Contrary to what was expected, the collapse of the three largest companies in the wake of the nascent currency rise propelled its expansion. The basic philosophy for people’s confidence and acceptance of this currency is the de-centrality and absence of third party service provider. With the fall of these companies, the system depended more on the network itself. Also any company willing to enter into this world and thrive in it has to work according to the currency’s rule which are the core of its success, expansion and people’s confidence.

The states and the financial institutions had to adapt rather than fight. On the front of the digital currency, a bank launched an exchange service between bitcoins and banknotes that can be withdrawn from ATM at any time for a commission for each transaction. One should first has an account in the bank. After concluding the procedures of creating the account electronically, the bank sends the card dedicated for withdrawal from ATMs, via mail, this your identity will be known during the transaction on one hand, and on the other hand you have become a source of income for this bank.

Up till now, people become aware of Bitcoin and other digital currencies, on daily basis. This expansion is more rapid in areas witnessing economic upheaval, or local currency problems like Venezuela, Argentina, Turkey and Egypt.

No doubt that the four objectives of the Cypherbunk have seen the light in a way of another, like the encrypted electronic mail PrtonMail, the digital signature, the use of encryption for protecting privacy with VPN protocol, and the Tor browser. The last objective however was late in comparison with the others, but it also has come to revolutionize the world of business. It started with Bitcoin, and it will take its course according to people’s awareness and their ability to use this technology to create their own spaces away from the central authority of both the state and Capital.

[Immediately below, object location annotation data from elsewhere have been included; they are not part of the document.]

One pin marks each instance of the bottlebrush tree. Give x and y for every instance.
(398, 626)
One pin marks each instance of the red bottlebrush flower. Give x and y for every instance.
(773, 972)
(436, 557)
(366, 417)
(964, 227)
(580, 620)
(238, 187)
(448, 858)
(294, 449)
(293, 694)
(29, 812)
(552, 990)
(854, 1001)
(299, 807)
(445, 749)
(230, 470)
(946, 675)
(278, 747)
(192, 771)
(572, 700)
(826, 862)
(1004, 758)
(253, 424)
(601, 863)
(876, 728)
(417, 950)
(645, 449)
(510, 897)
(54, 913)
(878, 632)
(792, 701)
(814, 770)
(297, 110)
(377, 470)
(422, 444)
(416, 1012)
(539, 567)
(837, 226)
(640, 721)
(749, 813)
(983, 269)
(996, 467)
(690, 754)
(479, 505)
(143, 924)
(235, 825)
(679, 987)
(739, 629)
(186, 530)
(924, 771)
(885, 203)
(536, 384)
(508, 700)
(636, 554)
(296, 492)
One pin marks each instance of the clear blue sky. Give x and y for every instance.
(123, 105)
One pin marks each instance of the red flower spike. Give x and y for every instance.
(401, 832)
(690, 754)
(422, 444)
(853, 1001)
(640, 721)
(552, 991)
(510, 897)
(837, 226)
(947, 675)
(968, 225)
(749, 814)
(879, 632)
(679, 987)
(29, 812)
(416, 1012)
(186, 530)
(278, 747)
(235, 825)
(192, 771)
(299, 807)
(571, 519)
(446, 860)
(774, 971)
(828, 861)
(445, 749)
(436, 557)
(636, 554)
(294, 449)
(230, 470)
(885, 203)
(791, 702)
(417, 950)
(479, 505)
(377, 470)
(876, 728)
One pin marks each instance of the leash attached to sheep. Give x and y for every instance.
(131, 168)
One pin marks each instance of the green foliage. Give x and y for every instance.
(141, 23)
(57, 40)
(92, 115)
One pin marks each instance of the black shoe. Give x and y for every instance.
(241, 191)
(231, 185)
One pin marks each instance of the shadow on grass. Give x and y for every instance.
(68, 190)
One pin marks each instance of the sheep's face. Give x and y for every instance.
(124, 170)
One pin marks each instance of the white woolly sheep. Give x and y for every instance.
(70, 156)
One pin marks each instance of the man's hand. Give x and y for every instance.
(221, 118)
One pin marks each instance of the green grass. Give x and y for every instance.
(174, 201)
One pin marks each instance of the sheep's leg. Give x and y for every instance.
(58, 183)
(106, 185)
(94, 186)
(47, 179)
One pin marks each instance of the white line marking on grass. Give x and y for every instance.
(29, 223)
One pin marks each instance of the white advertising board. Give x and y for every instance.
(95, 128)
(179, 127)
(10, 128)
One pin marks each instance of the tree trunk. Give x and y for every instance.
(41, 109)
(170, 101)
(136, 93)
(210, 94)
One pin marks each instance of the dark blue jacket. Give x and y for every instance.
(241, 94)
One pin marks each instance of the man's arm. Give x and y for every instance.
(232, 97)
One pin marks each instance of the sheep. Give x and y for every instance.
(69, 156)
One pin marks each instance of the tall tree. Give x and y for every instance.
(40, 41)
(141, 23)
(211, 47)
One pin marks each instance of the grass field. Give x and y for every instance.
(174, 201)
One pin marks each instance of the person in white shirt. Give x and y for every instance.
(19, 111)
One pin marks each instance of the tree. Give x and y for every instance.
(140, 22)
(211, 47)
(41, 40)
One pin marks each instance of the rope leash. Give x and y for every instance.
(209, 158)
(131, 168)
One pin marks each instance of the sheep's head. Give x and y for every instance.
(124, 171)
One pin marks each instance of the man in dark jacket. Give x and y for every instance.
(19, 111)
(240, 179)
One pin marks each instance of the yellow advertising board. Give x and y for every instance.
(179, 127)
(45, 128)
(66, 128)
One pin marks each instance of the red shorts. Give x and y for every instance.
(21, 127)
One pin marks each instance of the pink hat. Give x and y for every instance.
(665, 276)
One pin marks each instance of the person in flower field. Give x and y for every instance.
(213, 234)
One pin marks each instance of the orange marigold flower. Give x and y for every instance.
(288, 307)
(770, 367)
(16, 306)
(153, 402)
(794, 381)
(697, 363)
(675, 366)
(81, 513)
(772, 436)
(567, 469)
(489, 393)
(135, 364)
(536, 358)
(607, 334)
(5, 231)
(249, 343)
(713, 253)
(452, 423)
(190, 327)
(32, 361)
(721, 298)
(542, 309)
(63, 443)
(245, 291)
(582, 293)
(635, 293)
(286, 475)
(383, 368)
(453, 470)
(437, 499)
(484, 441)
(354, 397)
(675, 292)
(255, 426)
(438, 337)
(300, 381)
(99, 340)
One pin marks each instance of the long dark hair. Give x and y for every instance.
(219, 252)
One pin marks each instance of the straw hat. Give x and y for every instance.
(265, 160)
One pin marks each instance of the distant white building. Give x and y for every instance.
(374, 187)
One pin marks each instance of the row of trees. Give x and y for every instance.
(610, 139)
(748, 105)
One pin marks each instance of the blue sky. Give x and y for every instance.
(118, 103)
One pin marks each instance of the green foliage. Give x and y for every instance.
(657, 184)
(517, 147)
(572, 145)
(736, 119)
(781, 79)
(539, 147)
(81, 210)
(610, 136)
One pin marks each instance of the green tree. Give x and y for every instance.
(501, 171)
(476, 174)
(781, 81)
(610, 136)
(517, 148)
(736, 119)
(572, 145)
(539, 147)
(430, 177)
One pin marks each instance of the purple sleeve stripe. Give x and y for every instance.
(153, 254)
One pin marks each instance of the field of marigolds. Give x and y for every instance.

1 Narayanan, Arvind (March–April 2013) What Happened to the Crypto Dream?, Part 1. IEEE Security & Privacy. Volume 11, Issue 2, pages 75-76
2 Timothy C. May (1992), The Crypto Anarchist Manifesto
3 Hughes, Eric (1993), A Cypherpunk’s Manifesto
4 Finney, Hal (2004), RPOW – Reusable Proofs of Work
5 Szabo, Nick (2005), Bit Gold
6 Adam, Back (2002), Hashcash – A Denial of Service Counter-Measure
7 Dai, Wei (1998), b-money
8 Greenberg, Andy (2012), This Machine Kills Secrets: How WikiLeakers, Cypherpunks, and Hacktivists Aim to Free the World’s Information.
9 Vigna, Paul (2016), Banking on Bitcoin, documentary movie
10 Pitta, Julie. “Requiem for a Bright Idea.” Forbes. N.p., 1 Nov. 1999. Web. 5 May 2016.
11 Mail from Satoshi Nakamoto titled as “Bitcoin p2p e-cash paper” on p2p Foundation.
12 Nakamoto, S. (2008). Bitcoin: A peer-to-peer electronic cash system.